Ticket #12557 (confirmed Bug)
Products.CMFPlone.UnicodeSplitter.splitter can crash at unicodedata.normalize
Reported by: | tnagai@… | Owned by: | vincentfretin |
---|---|---|---|
Priority: | major | Milestone: | 4.x |
Component: | Backend (Python) | Version: | 4.0 |
Keywords: | Cc: |
Description
We use Plone 4.0.5 to develop our new university site. One of our staff found that she couldn't upload a particular Japanese PDF document. When she uploaded the PDF, Plone process crashed and automatically restarted.
I confirmed Plone crashes at Products.CMFPlone.UnicodeSplitter.splitter module. The call of unicodedata.normalize method in the module crashes Python interpreter itself.

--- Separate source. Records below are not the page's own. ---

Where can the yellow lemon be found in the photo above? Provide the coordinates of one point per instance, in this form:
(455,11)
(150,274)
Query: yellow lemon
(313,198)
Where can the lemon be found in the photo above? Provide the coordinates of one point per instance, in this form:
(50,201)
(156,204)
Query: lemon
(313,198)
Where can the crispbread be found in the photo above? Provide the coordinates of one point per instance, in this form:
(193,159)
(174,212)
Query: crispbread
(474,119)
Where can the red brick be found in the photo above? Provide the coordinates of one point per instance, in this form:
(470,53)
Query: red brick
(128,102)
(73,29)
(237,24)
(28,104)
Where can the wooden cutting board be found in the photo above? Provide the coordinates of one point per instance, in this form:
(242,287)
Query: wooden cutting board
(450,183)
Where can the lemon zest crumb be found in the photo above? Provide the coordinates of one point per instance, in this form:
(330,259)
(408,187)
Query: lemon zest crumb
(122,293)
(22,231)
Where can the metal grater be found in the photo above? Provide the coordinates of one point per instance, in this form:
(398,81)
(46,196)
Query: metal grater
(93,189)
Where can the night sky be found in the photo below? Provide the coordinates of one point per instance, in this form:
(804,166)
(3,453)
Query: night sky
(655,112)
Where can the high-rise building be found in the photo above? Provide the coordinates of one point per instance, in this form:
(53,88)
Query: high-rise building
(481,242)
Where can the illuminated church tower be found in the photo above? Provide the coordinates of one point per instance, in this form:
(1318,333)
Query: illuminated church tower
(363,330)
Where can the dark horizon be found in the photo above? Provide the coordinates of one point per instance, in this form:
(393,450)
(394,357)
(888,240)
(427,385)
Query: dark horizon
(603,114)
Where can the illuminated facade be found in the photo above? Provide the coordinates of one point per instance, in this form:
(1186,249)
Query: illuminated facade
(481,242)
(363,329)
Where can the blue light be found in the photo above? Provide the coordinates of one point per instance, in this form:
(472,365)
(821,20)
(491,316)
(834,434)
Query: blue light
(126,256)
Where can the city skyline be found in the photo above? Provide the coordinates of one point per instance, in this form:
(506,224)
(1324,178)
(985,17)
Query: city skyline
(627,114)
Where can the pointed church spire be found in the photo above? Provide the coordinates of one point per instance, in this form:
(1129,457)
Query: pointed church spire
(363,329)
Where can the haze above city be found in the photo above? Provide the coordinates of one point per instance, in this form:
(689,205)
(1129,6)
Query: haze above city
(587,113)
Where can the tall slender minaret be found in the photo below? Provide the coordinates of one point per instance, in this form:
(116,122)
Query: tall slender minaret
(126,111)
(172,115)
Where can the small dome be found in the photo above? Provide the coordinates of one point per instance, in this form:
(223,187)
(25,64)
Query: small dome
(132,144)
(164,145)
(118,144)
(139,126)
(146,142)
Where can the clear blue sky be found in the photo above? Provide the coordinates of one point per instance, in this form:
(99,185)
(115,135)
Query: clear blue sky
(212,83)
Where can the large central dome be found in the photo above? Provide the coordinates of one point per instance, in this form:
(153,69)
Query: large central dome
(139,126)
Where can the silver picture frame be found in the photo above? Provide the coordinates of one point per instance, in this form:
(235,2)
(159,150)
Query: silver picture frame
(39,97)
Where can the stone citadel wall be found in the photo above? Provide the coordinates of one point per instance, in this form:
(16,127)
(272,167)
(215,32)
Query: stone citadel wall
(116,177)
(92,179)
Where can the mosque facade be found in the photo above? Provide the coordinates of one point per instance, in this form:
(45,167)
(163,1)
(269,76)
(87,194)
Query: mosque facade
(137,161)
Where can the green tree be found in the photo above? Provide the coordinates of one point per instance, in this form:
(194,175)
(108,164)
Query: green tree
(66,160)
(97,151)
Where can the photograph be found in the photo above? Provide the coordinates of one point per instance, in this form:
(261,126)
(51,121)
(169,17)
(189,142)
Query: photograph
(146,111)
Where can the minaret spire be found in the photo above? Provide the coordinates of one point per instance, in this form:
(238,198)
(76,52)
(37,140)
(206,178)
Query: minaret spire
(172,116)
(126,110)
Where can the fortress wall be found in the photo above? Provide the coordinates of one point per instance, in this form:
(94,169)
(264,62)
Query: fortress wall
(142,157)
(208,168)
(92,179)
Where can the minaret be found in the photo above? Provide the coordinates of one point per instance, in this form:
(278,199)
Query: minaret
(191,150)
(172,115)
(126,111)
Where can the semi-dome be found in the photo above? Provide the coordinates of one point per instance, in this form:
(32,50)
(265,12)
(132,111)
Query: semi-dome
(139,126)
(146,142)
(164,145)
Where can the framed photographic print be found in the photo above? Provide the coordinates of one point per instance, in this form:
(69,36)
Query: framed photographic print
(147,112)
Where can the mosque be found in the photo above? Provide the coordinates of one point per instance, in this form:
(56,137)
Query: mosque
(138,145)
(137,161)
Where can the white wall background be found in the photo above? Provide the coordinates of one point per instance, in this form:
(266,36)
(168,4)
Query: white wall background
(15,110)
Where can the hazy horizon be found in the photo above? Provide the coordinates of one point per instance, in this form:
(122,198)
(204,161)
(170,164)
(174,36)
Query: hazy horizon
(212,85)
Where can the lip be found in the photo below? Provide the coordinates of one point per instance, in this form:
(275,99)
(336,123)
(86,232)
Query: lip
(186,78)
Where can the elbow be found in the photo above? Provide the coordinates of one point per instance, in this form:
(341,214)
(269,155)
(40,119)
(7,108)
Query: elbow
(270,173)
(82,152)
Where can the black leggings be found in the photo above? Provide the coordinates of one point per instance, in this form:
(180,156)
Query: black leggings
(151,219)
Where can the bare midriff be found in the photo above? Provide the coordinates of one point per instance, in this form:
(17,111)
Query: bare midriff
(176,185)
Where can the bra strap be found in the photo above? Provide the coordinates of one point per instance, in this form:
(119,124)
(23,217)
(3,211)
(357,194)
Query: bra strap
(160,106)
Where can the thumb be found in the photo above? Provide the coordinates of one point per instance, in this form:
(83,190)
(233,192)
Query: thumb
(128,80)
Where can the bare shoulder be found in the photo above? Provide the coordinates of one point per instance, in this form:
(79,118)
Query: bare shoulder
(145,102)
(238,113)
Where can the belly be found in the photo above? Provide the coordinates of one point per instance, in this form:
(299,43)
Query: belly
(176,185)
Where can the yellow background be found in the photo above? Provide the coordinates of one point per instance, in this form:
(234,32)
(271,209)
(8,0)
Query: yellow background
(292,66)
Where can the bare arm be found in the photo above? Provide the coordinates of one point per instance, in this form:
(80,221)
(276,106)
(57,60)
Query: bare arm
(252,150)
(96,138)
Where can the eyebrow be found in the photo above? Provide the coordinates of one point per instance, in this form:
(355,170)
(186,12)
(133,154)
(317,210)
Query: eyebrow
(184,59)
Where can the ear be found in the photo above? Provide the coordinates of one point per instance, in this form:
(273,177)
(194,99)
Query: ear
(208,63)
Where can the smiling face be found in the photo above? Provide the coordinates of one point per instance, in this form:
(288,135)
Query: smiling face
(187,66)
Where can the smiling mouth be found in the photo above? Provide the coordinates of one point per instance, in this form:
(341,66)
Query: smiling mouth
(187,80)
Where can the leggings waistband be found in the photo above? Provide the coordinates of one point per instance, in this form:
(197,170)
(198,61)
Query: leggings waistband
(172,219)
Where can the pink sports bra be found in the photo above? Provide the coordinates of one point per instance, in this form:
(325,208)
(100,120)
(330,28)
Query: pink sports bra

The PDF unexpectedly contains a special sequence of Unicodes causing the crash.
This problem seems to already known in Python community : http://bugs.python.org/issue10254. However, Plone 4.0.x uses Python 2.6 and this problems is not fixed.
To solve this problem, I replaced unicodedata.normalize by Normalizer in PyICU and it works fine (although we need to install PyICU).
$ diff splitter.py.org splitter.py.fixed 8a9
from icu import *
16a18
normalizerNFKC = Normalizer2.getInstance(None, "nfkc",UNormalizationMode2.COMPOSE)
89c91 < normalized = unicodedata.normalize('NFKC', uni) ---
normalized = unicode(normalizerNFKC.normalize(uni))
104c106 < normalized = unicodedata.normalize('NFKC', uni) ---
normalized = unicode(normalizerNFKC.normalize(uni))